Israel has demanded Shalit’s unconditional release, though there have been reports of a nascent deal to trade Palestinian prisoners for the soldier.

Olmert, speaking before the parliamentary panel, denied knowledge of an impending prisoner swap.

“As long as Gilad Shalit is not freed, I will not deal with a prisoner release. We have no intention of doing so under the pressure of a kidnapping,” Olmert said, according to a meeting participant, who declined to be named because he was not authorised to speak to the media.

An Egyptian diplomat familiar with the negotiations said a deal was unlikely in the coming days because Israel and the Palestinians have not agreed on the number or names of prisoners to be released.

Earlier this year, under international pressure, Israel made overtures to meet with Abbas, even though it was sceptical of his ability to deliver a peace deal. Those efforts broke down after Shalit’s capture, and Israel launched an ongoing offensive against fighters in Gaza that has killed more than 200 Palestinians, most of them fighters.

In Paris, French President Jacques Chirac urged a new meeting of the so-called “Quartet” of Mideast mediators, which formulated the long-stalled “roadmap” peace plan.

Chirac gave no date for a possible meeting of the Quartet, made up of the United States, Russia, the European Union and the United Nations, spokesman Jerome Bonnafont said.

Olmert’s Kadima Party came to power on a platform of large-scale Israeli pullbacks in the West Bank, but Olmert shelved that plan after the war against Hizbollah fighters in Lebanon, leaving the future of Jewish settlements in the West Bank up in the air.

Asked where the pullback plan was going, Olmert told the foreign affairs and defense committee, “What I advocated several months ago has changed,” according to the meeting participant.

On Monday, Olmert’s government issued bids to build 700 homes in major settlements in the West Bank — its largest settlement construction project since taking office in May.

The Palestinians claim all of the West Bank, which Israel captured in the 1967 Mideast war, as part of a future state. Erekat said the planned expansion of Maaleh Adumim and Betar Illit undermined efforts to revive peacemaking.

Olmert’s appearance before the committee was his first since the Lebanon war ended three weeks ago, and he used the occasion to deliver a harsh warning to Syria, a patron of Hizbollah and Palestinian fighters. If forced into war with Syria, Israel will strike more harshly than it did in Lebanon, the participant quoted him as saying.

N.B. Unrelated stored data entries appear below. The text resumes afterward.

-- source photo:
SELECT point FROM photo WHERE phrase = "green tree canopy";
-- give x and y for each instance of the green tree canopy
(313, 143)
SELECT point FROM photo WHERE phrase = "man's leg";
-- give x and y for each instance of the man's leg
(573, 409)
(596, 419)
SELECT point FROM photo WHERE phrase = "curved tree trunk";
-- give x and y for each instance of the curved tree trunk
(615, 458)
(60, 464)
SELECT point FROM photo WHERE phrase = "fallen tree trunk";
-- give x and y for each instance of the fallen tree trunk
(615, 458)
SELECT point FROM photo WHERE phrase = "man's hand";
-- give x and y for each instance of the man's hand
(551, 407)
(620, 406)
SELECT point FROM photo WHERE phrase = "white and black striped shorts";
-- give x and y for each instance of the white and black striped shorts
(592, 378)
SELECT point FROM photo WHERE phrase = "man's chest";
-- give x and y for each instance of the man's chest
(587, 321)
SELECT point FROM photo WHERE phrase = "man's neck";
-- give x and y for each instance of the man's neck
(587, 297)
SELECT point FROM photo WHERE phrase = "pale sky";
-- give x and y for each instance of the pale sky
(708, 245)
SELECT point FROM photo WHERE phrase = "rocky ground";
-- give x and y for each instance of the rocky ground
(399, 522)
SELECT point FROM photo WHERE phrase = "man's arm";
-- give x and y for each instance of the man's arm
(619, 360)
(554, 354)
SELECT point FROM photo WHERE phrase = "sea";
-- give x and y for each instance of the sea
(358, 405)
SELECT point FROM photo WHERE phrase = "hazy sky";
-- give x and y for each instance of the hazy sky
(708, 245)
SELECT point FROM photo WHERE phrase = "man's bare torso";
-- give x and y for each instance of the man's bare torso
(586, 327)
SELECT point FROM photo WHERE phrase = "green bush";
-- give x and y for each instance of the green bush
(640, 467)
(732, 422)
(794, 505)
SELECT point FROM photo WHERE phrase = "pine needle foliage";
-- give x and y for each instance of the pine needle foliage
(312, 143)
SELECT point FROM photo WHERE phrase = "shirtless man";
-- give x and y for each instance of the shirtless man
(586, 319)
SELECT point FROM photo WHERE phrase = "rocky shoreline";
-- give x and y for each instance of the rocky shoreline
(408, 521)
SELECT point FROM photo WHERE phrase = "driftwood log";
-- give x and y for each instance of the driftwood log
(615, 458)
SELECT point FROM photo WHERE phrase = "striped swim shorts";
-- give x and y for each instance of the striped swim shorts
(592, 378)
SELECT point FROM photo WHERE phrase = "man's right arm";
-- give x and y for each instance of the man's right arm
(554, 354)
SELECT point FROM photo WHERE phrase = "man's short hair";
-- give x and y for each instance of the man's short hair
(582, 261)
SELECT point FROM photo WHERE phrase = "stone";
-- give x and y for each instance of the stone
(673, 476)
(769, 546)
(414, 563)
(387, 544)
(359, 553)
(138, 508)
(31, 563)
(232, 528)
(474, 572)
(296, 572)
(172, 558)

Israel went to great lengths to keep Syria out of the conflict in Lebanon, apparently to avoid opening another front.

Olmert also reiterated his opposition to new talks with Syria, meeting participants said.

More than 850 Lebanese were killed during the fighting, most of them civilians. The battles also left 159 Israelis dead, including 39 civilians hit by Hizbollah rockets in Israel’s northern cities.

Three weeks after a cease-fire ended the war, Israel has a special legal team preparing to provide protection for government officials and army officers who could face related war crimes charges abroad.

There have been unsuccessful efforts in Europe in the past to try Israeli politicians and army officers on war crimes charges over other conflicts.

Amnesty International recently accused Israel of war crimes in the Lebanese war, but Israel has said all of its actions were legal, accusing Hizbollah of hiding among civilians in Lebanon and deliberately targeting Israeli civilians in rocket attacks.

Meanwhile, a Palestinian businessman who serves in the Hamas-led Cabinet retracted his resignation on Monday.

Communications Minister Jamal Khodari, an independent who had Hamas support, resigned Sunday, but Prime Minister Ismail Haniyeh met him and told him the Cabinet would reject his resignation.

Khodari said he was stepping down to promote formation of a national unity government, but his intentions were misunderstood, and so he decided to accept Haniyeh’s request to remain in office, he said in a statement on Monday.